Post and Telegraph guard at Cable Bay

Soliders of the South Island Battalion, Post and Telegraph Corps, guard the telegraph station at Cable Bay, near Nelson, in August 1914. Part of the Territorial Force, the corps was divided into two battalions, one for each island. Almost all its personnel were staff of the Post and Telegraph Department.

Cable Bay had been so named since 1876, when the Eastern Extension Company’s submarine telegraph link to La Perouse (Sydney) had come ashore at Wakapuaka, 24 km north-east of Nelson. Rival cable companies had subsequently lessened New Zealand’s reliance on Eastern Extension for near-instantaneous communication with the outside world – a revolutionary development in the late 19th century.

A night-time fire at Cable Bay in June 1914 destroyed two of the three operating instruments and the building in which they were housed despite brave efforts by the staff. Following the outbreak of war in August rumours spread that the fire had been sabotage. A naturalised German man living in Wellington but until recently employed at Cable Bay was found to have a wireless set capable of monitoring local radio signals and communicating with enemy warships. Most likely, however, the fire was ignited by heat from the carbide lamp of a bicycle that had been left propped against the wooden building earlier in the evening.

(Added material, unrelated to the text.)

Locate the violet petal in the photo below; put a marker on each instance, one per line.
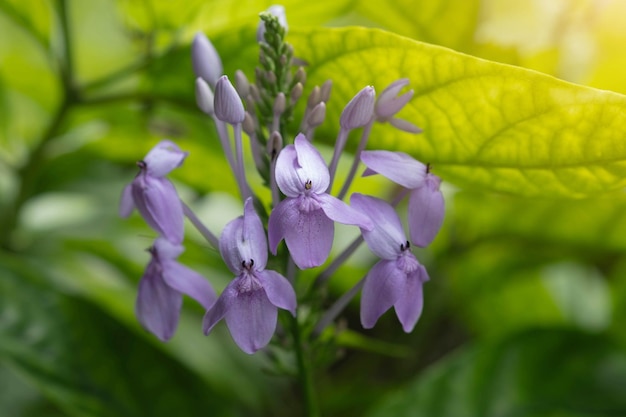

Replacement equipment was delivered with impressive speed and installed quickly by Eastern Company and Post and Telegraph staff. Direct communication with Sydney was restored within a few hours. When the war began, the authorities took no chances of further disruption to telegraphic communication, accidental or otherwise. Detachments of the Post and Telegraph Corps (part-time soldiers who were staff members of the Post and Telegraph Department) were sent to guard cable landing-places and wireless stations around the country, including Wakapuaka.